Assembling Machines - Factorio-Access/FactorioAccess GitHub Wiki

Assembling Machines

The assembling machine is the key component for automating production. It is a 3×3 square machine that runs on electricity and automates crafting recipes for you. Inserters can access it from any tile around its perimeter, and long-handed inserters can reach it from one tile further away.

An assembling machine is configured with one recipe at a time. Once set, it crafts that recipe continuously as long as it has power, ingredients, and output space. It accepts one batch of ingredients at a time with no crafting queue, and unlike hand crafting it cannot perform intermediate crafting steps — it must be given the exact ingredients its recipe requires. Each ingredient and product slot holds up to one stack, though during normal operation inserters keep the slots moving so that items flow through rather than accumulate.

Basic assembling machines craft at half the speed of hand crafting. However, you can run as many as you like in parallel, so a group of machines will outpace the engineer. Higher tier assembling machines craft faster, consume more power, support fluid ingredients, and have module slots.

You can check the status of an assembling machine at any time with RIGHT BRACKET. Recipe selection is done through a dedicated menu tab when the machine is open.

Why automate

The main motivation for automating production is time. Building a larger factory and conducting research requires producing thousands of items, and hand crafting that volume is impractical. Some recipes — engine units, chemical products — can only be made in machines at all. Automating intermediate items like electronic circuits, then science packs, then the machines themselves, is what allows the factory to grow.

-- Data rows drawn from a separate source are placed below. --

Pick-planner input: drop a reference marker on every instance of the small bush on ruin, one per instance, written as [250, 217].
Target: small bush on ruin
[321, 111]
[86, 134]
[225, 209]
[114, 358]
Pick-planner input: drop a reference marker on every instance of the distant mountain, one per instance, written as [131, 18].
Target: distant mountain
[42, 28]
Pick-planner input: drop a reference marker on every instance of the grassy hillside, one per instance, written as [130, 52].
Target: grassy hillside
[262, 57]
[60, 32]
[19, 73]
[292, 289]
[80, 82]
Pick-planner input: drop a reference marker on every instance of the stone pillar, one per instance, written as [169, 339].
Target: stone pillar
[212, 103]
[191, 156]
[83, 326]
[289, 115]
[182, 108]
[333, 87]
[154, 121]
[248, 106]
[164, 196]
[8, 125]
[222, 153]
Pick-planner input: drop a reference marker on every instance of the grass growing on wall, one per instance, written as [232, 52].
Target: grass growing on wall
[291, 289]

Rows of assembling machines

When assembling machines are arranged in rows, transport belts run in parallel along both sides. A regular inserter can reach a belt one tile away from the machine; a long-handed inserter placed beside it can reach a second belt further out. With this arrangement on both sides, a row of assemblers has access to four belts. If each belt carries a different item, the row can handle recipes with up to three input ingredients and one output.

Belts carrying two item types — one per lane — extend this further, giving access to up to eight different items across four belts, which covers nearly every recipe in the game.

Machines in a row can be placed tightly to maximise density, or spaced apart to allow walking between them or direct insertion from one machine to the next.